210th Fires Bde. pushes for more CLS Certifications
January 3, 2013
The training is an intensive one-week course designed to provide nonmedical personnel with advanced combat lifesaving skills, including hemorrhage control, prevention and treatment of shock, treating burns and evacuation of casualties, said Staff Sgt. Gregory White, from Wimberley, Texas, assigned to Headquarters and Headquarters Battery, 210th Fires Bde. White is the brigade's senior combat lifesaver instructor.
Many Soldiers remember CLS training for one infamous reason -- administering an IV to a fellow Soldier. However, White said, intravenous training was removed in 2009 in order to emphasize other skills like tactical casualty movement.
According to the brigade medics, the program works.
"With the way the Army has revamped the training and focused on these lifesaving skills, we can save 70 to 90 percent of casualties on the battlefield," said combat medic Pfc. Tristan Alexander, from Colorado Springs, Colo., assigned to HHB, 6th Battalion, 37th Field Artillery Regiment, 210th Fires Bde.
The Army requires 20 percent of personnel in each unit to be combat lifesaver certified, said White. However, the brigade's plan is to certify everyone.
The training provides Soldiers or civilians who aren't trained medics the common knowledge to treat casualties in peacetime or combat situations, according to Alexander.
Instructors train their students through a combination of classroom and practical application exercises.
"CLS training opens their eyes to real-world situations," said Spc. Christopher Laboy, from Cleveland, Ohio, and currently serving as a combat medic assigned to 1st Battalion, 38th Field Artillery Regiment, 210th Fires Bde.

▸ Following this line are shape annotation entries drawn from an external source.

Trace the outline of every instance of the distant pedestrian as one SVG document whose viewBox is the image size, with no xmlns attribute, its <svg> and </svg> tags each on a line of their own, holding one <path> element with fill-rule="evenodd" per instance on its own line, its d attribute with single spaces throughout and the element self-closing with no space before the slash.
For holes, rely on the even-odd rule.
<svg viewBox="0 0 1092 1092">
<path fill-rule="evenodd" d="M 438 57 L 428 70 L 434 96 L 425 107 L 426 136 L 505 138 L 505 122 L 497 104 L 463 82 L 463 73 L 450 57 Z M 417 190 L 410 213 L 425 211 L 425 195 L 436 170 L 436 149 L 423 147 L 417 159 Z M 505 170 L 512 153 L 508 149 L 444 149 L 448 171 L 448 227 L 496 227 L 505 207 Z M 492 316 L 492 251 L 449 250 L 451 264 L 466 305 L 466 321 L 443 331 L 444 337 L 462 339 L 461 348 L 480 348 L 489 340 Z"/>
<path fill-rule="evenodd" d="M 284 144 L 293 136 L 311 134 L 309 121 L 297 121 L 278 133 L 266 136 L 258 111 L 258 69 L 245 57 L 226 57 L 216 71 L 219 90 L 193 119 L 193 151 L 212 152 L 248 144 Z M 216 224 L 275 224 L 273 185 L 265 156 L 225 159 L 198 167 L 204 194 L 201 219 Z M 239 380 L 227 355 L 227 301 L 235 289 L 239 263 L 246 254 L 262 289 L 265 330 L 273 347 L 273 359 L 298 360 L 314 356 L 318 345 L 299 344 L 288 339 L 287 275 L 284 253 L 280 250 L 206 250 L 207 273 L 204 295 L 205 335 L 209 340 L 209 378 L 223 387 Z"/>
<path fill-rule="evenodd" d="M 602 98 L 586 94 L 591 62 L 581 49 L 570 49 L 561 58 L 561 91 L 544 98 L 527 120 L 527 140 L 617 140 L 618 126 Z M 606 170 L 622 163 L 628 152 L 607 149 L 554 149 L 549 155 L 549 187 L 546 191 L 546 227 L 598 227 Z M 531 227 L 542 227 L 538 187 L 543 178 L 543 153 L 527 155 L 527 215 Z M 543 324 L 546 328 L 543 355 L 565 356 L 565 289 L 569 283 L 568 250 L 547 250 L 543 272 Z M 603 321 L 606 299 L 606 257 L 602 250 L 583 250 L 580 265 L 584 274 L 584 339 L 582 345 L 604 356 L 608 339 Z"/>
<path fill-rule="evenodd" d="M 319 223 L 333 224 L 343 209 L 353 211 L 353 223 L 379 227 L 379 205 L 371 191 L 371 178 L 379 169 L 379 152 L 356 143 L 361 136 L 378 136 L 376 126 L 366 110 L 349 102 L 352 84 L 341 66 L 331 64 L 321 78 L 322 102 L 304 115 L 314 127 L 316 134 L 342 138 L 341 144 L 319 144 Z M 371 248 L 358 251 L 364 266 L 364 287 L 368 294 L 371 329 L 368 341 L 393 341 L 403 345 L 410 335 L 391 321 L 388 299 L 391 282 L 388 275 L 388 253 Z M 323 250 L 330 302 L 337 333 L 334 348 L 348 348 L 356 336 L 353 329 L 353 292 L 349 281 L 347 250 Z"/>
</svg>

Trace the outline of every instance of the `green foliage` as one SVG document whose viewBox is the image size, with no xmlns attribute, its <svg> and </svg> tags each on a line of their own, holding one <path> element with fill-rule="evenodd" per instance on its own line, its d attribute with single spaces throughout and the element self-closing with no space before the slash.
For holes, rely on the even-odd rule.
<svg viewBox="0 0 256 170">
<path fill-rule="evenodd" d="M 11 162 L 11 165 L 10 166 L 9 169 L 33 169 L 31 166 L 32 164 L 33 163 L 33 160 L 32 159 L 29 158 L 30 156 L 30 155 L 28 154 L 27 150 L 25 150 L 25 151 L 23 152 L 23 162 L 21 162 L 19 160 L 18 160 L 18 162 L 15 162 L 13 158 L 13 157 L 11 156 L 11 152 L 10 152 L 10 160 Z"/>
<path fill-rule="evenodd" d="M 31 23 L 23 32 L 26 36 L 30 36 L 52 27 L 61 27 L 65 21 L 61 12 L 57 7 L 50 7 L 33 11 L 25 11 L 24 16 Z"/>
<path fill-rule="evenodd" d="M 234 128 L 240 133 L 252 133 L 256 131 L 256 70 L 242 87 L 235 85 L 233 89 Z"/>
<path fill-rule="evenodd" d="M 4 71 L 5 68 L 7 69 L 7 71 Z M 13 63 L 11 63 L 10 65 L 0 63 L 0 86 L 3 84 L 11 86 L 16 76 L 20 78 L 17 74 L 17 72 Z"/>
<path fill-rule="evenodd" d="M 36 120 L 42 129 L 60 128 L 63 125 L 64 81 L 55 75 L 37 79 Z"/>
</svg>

According to Laboy, Soldiers who have received the training prior to being deployed in combat environments have more confidence in themselves to perform medical care.
Soldiers certified as lifesavers also fill various peacetime needs when medical personnel cannot.
"Today, I had an officer come up to me and request a medic to go out to a range with his unit -- and we medics aren't available since we have training going on," said Spc. John Munnelly, from Elk River, Minn., and a combat medic assigned to HHB, 6th Bn., 37th FA Regt. "So I asked him, 'Do you have any CLS certified guys? They can be out there and you can still perform your training as scheduled.'"
Although combat lifesavers do not replace medics, they fill a very important niche.
"It's nice to know if something were to happen to me [the medic] on the field of battle, there is someone there to perform my job on me if I cannot," said Laboy.